E non si sa perché. Mi pare solo un’ondata
collettiva di panico. Sì, ci sono le salitine e le
discesine della capitale, e le auto non hanno
le gomme termiche, però la neve è solo una
spolveratina bianca sui monumenti, niente di
più. Come si spiega tutto ciò? Il problema
è che la città dipende quasi esclusivamente
dalle auto, i metrò di Roma servono praticamente solo il centro , e se fermi gli autobus
cosa puoi sperare? Chi può scappa temendo il peggio, tutti in auto, tutti verso casa, tutti
bloccati per ore nel traffico. La neve invece ci
può insegnare questo: che le auto non sono
così essenziali, anche noi forlivesi ne siamo un po’ troppo dipendenti, e queste strade bianche di neve, finalmente di nuovo in
mano a chi cammina, a me piacciono molto.

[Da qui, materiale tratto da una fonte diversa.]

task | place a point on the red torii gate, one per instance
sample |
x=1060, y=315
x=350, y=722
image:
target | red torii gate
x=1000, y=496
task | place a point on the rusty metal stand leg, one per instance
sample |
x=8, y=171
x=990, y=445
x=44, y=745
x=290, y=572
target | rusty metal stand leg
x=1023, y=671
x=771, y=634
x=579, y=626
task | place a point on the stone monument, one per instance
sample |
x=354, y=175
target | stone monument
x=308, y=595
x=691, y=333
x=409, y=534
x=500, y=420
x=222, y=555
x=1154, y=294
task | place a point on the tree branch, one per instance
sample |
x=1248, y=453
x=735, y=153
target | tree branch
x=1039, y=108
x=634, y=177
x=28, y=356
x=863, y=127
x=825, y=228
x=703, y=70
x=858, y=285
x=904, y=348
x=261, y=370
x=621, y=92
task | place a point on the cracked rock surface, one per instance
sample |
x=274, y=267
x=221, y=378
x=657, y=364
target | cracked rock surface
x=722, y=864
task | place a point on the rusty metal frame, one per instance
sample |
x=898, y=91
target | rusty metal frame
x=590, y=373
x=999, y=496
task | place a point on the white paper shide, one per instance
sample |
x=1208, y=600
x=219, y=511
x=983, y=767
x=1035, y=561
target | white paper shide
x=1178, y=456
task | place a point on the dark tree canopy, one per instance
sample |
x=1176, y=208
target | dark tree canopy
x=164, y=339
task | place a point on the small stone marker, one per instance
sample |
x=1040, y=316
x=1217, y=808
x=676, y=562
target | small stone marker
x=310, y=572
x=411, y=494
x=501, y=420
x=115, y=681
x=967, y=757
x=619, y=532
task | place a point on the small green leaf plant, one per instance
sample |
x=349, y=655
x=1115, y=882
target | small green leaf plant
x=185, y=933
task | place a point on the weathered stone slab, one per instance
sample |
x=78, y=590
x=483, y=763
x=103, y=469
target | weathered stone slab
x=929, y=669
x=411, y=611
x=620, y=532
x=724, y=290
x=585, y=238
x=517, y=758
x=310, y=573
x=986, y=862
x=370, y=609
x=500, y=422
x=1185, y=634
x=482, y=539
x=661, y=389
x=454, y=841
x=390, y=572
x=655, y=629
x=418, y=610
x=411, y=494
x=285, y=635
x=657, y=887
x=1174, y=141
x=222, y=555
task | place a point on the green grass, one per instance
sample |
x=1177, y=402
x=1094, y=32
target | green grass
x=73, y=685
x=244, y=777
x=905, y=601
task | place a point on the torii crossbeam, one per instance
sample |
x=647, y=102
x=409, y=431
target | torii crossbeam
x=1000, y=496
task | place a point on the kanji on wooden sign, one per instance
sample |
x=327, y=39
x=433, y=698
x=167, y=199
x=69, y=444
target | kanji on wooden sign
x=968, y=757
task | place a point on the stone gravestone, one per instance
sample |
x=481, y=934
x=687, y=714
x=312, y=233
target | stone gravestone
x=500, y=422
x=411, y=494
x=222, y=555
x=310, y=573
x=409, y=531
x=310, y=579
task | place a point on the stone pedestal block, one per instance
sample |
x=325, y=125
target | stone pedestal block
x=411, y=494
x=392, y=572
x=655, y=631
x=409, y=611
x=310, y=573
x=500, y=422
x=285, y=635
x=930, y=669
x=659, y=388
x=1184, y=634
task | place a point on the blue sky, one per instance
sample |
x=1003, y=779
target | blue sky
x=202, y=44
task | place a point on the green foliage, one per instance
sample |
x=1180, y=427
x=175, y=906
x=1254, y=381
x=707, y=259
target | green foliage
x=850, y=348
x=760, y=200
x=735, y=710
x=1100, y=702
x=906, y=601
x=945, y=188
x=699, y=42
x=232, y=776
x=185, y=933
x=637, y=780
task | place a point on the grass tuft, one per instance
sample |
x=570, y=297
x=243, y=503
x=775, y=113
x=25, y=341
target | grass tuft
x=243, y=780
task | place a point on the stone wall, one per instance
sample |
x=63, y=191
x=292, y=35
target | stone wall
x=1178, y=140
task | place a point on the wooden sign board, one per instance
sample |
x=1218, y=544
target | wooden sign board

Dopo poche ore, a Roma smette di nevicare. Vado in piazza di Spagna. La poca
neve comincia a gelare, e la scalinata di
Trinità dei Monti è inaccessibile. Molti bar
e ristoranti sono chiusi, e nessuno ha pulito
i marciapiedi. Di auto ormai se ne vedono
pochissime. Ma non nevica più. E sabato 4
febbraio a Roma c’è un bel sole invernale,
un cielo azzurro terso, e i monumenti ador-
nati di quel po’ di candida neve. Ma tutti i
musei sono chiusi. Ordine del Prefetto. Un turista americano mi chiede di un autobus, gli
spiego che molte corse sono state annullati,
e lui mi guarda incredulo indicando i pochi
centimetri di neve ed esclama: because of
the snow? Sì, sono stupito quanto lui, anch’io
mi sento straniero. Vado al Colosseo, si sta
bene, al sole non sembra nemmeno freddo.
La via dei Fori Imperiali è una fiumana festante di gente, niente auto, niente bus. Al
Colosseo qualcuno ha portato lo slittino, ma
solo per la gioia delle cineprese dei vari tigì
del mondo, si deve scivolare sulla nuda terra, sugli aghi di pino, di neve ce n’è qualche
chiazza in qua e in là. E domenica? Ancora
sole. Eppure il sindaco ha disposto la chiusura delle scuole anche per lunedì. Al tigì raccontavano un’altra Roma, una Roma che io
non ho visto. Forse nella periferia romana è
nevicato di più. Ma di certo non è nevicato
da nessuna parte come qui a Forlì. Quando sono rientrato sono ripiombato in un altro
mondo. Il viaggio Bologna-Forlì sembrava
quello tra Mosca e Minsk, e a Forlì, di nuovo
nessun taxi disponibile, si camminava tra cumuli di neve, in un paesaggio irreale, che ci
riporta però al piacere della Lentezza.